SPOKESMAN: President of the Russian federation, Vladimir Putin.
RAY SUAREZ: At a joint press conference Sunday in the grand palace of the Kremlin, the two men briefed reporters on their talks.
PRESIDENT VLADIMIR PUTIN, Russia (Translated): We discussed the issues of new global threats, threats such as terrorism, narcotics, crime. We talked about issues which our to mind have a certain solution; and the estimation of our American colleagues maybe have a different kind of a solution. We exchanged ideas and opinions on issues to which we had different solutions in the past. These talks were very candid, very open, and very topical. We spent a large share of our time discussing economics. I'm encouraged by the economic plan President Putin has outlined, and by the current recovery. I look forward to Russia's continuing to implement proposed reforms that will actually make the recovery last, reforms such as tax reform, anti-money-laundering legislation, strong property rights protection.
RAY SUAREZ: Mr. Clinton then got into the most contentious issue of the talk, arms control.
Arms issue still unresolved
PRESIDENT CLINTON: We have agreed to a statement of principle, which I urge you read carefully. It makes clear that there is an emerging ballistic missile threat that must be addressed, though we have not yet agreed on how best to do so. We have acknowledged that the ABM Treaty foresees the possibility of changes in the strategic environment that might require it to be updated.
RAY SUAREZ: President Clinton, who last week suggested the two countries work on a joint missile defense system, reiterated his country's longstanding objection to an American-only system.
PRESIDENT VLADIMIR PUTIN: We are against the cure being worse than the disease itself, but we understand that there are steps. We have built a base, which even on this difficult question we will be able to address it.
RAY SUAREZ: This morning Communist demonstrators with anti-American placards lined Mr. Clinton's motorcade route as he made his way to the Russian parliament. Once inside, he received a polite reception as the first American president ever to speak to the Duma.

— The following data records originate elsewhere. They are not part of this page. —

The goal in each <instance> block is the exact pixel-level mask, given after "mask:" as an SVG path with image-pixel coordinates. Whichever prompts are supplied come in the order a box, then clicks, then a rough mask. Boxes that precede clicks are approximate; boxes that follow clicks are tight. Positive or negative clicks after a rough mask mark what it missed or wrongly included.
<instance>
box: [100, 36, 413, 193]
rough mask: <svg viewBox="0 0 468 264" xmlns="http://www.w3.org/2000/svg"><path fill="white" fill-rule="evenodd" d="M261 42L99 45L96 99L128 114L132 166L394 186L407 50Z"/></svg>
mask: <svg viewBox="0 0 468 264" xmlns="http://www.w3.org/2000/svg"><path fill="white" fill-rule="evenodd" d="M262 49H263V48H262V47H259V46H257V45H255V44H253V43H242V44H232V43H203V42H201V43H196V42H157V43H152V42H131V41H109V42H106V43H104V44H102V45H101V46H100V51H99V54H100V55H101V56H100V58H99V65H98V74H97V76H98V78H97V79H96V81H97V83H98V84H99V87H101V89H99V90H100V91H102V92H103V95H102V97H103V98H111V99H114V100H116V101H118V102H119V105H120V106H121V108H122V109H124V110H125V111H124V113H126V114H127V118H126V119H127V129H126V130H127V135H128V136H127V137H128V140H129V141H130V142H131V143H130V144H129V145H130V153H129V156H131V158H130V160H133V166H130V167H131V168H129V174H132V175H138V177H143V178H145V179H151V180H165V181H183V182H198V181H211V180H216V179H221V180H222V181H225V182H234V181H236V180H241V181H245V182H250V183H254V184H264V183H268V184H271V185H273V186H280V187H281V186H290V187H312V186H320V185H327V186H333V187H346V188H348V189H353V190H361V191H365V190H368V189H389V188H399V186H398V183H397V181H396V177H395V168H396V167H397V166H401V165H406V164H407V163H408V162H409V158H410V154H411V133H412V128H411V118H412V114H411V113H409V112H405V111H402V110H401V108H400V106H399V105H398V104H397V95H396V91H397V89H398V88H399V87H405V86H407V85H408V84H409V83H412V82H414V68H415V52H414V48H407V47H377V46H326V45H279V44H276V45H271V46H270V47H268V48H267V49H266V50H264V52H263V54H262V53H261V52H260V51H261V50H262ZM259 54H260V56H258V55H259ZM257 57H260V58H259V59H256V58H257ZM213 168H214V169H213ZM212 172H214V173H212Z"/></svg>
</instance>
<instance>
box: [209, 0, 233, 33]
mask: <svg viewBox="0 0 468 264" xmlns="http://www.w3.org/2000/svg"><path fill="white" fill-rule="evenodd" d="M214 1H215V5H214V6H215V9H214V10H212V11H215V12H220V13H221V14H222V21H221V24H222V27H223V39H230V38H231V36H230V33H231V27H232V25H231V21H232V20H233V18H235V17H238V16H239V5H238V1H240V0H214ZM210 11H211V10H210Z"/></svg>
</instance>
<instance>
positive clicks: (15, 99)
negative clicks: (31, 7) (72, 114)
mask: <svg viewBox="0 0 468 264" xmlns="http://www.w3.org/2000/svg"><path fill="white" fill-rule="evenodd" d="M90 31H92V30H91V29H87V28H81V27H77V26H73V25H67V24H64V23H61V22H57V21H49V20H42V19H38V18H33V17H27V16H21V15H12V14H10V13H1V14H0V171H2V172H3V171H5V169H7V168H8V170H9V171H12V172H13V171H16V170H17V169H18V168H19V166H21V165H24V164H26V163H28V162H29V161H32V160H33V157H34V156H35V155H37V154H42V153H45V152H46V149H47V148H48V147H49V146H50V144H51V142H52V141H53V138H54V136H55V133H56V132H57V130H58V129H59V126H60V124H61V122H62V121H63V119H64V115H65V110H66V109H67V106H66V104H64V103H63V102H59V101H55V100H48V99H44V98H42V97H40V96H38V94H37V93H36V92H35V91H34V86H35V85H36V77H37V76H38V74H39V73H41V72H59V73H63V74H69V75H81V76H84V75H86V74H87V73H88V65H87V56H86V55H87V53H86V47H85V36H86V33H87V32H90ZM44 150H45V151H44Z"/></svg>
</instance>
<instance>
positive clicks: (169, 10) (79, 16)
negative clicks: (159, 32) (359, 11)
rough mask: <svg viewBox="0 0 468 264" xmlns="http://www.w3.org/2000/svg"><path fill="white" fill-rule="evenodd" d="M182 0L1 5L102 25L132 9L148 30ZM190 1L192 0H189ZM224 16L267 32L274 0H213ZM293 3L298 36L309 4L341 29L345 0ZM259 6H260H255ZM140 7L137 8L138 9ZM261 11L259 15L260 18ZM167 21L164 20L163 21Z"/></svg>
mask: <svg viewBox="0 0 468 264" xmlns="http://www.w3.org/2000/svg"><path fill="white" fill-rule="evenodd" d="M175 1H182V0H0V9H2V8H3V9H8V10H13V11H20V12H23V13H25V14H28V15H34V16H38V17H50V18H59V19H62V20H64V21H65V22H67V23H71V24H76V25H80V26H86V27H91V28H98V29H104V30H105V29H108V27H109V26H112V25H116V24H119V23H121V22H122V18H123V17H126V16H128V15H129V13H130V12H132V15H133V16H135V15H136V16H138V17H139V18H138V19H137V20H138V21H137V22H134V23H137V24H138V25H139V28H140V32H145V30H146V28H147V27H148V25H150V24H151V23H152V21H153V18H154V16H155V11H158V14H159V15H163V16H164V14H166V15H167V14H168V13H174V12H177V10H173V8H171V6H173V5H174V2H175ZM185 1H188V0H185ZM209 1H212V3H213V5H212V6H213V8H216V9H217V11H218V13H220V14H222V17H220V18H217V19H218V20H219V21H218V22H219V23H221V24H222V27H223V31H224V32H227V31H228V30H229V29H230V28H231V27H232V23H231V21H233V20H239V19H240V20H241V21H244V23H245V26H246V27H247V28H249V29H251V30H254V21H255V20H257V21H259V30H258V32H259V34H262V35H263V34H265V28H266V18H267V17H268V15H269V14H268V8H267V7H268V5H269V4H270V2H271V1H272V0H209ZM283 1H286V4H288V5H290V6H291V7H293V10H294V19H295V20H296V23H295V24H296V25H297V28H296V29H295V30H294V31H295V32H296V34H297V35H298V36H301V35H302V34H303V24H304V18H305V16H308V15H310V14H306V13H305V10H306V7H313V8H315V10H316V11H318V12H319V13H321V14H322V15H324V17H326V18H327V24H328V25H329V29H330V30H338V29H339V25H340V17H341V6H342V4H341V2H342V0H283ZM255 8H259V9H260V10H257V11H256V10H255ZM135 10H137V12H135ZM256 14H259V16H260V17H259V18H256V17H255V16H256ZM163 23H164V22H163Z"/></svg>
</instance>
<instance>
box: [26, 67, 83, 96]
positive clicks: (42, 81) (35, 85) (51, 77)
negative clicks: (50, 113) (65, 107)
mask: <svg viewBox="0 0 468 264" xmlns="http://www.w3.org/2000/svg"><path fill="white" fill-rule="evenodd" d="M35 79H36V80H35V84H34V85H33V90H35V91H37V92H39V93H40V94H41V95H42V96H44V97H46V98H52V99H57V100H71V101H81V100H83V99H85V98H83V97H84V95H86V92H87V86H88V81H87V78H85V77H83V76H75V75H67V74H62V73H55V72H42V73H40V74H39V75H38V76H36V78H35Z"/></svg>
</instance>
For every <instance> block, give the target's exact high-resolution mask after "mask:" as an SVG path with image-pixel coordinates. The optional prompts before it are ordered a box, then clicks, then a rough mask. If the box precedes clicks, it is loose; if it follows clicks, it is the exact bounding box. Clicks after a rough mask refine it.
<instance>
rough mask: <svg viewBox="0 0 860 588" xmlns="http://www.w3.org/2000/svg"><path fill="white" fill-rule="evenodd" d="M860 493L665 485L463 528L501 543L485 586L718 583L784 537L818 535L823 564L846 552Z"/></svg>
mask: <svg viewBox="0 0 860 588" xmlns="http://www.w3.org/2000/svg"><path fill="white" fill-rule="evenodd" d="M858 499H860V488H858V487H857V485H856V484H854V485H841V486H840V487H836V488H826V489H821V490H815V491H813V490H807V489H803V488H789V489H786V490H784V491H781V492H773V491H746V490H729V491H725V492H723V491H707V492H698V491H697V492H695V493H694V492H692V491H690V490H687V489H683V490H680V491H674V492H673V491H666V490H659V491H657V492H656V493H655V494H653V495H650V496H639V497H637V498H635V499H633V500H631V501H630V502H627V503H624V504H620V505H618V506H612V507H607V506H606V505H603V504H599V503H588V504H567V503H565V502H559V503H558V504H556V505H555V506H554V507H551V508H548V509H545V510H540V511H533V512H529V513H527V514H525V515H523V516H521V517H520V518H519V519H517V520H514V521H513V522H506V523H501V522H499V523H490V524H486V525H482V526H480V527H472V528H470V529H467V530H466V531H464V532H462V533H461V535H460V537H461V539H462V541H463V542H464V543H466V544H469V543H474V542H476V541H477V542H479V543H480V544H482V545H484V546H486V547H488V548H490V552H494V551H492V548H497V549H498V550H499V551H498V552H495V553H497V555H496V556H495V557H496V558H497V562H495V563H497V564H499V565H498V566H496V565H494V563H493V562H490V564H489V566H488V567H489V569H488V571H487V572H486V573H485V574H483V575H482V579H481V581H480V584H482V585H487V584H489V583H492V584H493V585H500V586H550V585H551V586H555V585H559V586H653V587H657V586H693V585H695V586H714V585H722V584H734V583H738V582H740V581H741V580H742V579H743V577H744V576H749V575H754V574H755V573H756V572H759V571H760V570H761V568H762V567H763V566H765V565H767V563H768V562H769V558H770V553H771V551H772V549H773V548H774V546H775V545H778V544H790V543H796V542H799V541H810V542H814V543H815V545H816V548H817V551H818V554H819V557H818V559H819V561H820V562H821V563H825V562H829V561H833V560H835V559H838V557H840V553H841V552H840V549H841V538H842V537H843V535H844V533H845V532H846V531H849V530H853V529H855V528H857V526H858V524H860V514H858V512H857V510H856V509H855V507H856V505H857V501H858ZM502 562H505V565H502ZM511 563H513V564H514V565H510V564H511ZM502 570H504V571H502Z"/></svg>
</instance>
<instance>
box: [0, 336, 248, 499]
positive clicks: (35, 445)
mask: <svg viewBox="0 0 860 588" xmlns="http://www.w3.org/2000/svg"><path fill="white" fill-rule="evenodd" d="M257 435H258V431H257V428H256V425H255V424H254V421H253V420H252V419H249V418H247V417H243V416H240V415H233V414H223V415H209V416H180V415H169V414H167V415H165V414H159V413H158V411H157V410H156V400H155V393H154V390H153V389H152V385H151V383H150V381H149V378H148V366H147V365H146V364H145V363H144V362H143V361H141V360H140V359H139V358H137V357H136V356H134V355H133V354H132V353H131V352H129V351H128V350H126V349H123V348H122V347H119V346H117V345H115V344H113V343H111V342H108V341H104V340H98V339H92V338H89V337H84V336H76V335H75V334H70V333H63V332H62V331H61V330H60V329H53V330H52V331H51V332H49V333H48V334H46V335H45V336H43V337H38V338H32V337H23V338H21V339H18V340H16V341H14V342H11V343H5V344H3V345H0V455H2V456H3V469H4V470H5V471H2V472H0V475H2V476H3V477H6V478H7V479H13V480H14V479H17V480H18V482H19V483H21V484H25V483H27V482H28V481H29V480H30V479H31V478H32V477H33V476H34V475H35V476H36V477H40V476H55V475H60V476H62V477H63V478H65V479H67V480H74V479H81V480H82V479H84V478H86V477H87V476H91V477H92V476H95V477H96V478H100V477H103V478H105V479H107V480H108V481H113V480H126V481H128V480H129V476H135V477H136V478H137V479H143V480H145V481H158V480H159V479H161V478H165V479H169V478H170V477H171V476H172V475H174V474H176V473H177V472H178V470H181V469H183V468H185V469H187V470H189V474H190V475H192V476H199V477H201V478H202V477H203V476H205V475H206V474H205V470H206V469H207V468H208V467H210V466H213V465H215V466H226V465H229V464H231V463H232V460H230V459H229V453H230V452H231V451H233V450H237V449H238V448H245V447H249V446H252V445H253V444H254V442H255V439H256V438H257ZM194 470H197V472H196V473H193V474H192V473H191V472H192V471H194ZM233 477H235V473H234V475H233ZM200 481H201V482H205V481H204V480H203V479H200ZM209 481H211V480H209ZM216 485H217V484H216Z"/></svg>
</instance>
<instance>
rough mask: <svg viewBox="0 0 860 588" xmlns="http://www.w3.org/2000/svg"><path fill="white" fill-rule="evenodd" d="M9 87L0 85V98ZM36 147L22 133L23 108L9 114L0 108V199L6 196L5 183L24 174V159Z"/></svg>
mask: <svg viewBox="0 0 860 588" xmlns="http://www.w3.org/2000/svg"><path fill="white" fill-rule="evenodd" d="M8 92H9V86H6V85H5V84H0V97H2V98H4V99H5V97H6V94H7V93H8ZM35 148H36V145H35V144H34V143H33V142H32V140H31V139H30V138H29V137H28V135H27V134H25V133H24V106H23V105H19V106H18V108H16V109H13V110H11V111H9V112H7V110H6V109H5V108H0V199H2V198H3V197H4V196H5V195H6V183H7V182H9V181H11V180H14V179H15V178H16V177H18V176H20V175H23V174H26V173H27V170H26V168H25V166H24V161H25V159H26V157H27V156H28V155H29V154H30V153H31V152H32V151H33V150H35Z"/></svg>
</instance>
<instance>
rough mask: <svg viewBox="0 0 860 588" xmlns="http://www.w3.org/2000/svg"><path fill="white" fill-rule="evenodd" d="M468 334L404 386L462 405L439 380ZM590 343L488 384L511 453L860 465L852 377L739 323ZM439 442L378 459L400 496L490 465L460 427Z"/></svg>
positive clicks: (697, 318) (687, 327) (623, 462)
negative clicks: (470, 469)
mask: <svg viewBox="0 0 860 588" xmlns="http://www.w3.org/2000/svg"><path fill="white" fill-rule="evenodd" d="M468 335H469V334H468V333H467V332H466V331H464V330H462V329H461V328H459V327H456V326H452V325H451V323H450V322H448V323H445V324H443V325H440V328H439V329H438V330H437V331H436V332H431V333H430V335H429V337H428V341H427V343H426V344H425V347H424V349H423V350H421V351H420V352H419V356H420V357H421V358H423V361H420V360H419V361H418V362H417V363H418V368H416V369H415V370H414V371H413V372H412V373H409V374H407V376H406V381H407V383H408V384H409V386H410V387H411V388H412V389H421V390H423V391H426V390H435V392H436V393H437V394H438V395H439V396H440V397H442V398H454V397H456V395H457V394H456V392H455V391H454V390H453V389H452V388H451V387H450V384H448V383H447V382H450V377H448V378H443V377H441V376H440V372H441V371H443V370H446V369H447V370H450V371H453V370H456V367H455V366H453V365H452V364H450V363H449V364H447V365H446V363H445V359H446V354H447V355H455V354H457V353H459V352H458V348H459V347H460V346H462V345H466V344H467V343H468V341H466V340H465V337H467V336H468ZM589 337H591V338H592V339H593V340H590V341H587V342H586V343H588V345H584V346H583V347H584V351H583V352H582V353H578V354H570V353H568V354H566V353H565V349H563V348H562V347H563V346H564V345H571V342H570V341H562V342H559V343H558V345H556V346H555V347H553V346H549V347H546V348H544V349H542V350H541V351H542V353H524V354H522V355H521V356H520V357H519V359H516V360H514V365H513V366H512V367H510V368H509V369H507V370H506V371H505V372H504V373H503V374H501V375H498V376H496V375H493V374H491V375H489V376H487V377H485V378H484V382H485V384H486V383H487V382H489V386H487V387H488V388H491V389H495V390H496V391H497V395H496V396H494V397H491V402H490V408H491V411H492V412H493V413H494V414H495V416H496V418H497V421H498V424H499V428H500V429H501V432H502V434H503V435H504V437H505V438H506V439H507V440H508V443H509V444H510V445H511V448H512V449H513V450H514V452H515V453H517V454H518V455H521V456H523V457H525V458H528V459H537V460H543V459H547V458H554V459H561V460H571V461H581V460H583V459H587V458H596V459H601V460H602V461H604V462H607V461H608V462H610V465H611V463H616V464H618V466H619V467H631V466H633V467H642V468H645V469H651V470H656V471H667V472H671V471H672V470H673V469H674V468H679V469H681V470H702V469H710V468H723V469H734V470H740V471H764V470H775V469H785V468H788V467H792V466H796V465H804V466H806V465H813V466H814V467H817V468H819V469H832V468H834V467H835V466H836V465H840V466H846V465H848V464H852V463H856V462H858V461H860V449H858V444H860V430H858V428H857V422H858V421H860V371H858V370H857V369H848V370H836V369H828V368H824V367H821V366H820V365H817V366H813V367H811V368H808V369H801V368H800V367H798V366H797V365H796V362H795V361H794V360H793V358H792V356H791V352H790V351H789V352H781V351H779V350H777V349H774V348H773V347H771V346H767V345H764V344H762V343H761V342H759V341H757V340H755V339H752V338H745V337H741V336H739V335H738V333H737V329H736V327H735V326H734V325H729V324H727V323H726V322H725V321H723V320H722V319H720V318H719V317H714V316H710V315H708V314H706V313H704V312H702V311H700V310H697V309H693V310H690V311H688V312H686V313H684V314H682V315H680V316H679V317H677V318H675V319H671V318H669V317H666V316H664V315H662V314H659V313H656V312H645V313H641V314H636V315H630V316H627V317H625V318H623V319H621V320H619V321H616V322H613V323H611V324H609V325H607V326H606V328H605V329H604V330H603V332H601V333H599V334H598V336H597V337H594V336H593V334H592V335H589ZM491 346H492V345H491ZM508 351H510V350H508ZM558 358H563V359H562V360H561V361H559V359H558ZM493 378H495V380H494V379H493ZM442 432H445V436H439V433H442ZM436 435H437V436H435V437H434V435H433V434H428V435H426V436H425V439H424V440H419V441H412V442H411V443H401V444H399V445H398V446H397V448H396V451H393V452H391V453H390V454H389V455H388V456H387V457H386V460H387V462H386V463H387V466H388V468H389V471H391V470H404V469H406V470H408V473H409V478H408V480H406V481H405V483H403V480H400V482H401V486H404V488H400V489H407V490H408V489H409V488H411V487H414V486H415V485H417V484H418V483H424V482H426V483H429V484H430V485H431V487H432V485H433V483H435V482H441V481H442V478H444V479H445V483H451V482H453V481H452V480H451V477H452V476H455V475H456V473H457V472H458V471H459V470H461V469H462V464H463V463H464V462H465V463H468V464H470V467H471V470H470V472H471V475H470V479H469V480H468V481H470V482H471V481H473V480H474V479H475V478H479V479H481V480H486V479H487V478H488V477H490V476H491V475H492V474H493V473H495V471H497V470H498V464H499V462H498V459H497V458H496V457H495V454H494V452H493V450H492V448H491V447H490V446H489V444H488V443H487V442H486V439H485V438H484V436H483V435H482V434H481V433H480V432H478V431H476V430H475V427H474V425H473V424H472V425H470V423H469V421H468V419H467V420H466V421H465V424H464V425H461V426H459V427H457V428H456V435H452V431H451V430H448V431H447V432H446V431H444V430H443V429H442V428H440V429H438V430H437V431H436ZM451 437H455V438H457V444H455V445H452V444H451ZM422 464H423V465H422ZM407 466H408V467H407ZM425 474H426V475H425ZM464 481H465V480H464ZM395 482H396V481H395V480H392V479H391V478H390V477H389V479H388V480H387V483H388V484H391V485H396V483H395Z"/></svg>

PRESIDENT CLINTON: I believed very strongly from the first time I came here that Russia's future fundamentally is in the hands of the Russian people. It cannot be determined by others, and it should not be. But Russia's future is very important to others because it is among the most important journeys the world will witness in my lifetime. A great deal of the 21st century will be strongly influenced by the success of the Russian people in building a modern, strong, democratic nation that is part of the life of the rest of the world.
RAY SUAREZ: After their meetings, both leaders went on different diplomatic paths. Mr. Putin went to Italy, a U.S. ally, while Mr. Clinton stopped for a brief visit to the former Soviet republic of Ukraine. He returns home early tomorrow morning.